Ichneutica eris is a species of moth in the family Noctuidae. It is endemic to New Zealand where it is found in alpine habitat of the South Island. Adults are on the wing from November to February and are attracted to light.

== Taxonomy ==
This species was first described by Robert Hoare in 2019. The holotype specimen was collected near the Homer Tunnel by John Salmon in 1946. I. eris was named in honour of Eris in light of the difficulty of the confusion this species has caused lepidopterists.

== Description ==
Adults of this species are brownish-grey in colour, with whitish markings on the forewings as well as greyish dots along the forewing edge. The hindwings are grey in colour.
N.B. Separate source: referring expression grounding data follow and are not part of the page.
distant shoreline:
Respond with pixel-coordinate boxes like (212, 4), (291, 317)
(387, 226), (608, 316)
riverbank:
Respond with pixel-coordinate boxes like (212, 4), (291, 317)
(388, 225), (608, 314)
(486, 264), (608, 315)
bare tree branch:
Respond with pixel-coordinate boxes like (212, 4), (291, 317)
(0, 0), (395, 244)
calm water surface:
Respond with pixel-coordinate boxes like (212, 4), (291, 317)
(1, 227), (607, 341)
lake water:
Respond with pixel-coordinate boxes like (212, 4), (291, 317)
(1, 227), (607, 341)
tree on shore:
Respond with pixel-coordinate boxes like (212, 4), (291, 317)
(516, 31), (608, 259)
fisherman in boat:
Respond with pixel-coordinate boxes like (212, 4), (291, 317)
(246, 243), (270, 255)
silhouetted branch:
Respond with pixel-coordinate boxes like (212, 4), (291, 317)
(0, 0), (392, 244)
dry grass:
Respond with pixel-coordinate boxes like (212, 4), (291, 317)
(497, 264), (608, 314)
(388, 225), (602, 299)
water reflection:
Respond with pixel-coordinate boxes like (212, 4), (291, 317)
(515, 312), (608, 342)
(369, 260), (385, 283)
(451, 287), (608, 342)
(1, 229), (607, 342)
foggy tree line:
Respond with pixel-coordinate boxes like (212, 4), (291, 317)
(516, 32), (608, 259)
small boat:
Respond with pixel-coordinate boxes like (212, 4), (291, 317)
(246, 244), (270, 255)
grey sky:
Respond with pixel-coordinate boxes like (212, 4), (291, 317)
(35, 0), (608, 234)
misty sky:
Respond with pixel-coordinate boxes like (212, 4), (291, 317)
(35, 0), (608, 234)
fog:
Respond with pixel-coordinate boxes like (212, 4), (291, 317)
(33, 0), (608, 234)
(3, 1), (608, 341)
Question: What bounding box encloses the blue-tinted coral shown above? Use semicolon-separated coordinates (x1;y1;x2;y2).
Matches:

The wingspan range for the male of the species is between 37 and 46 mm, and for the female is between 43 and 51 mm.

This species is similar in appearance to both I. cana and I. fibriata.

== Distribution and habitat ==
This species is endemic to New Zealand and can be found throughout the South Island in alpine habitat. This species overlaps with the range of I. cana although it appears to be more restricted in range than that species. However, I. eris can be found in the mountains surrounding Nelson, whereas I. cana is not present in that locality.

== Ecology ==
Little is known of the life history of this species. However, it is possible that the larvae exist on short alpine grasses and pupate on bare soil.

Adults of this species are on the wing from November to February. This species also appears to be attracted to light.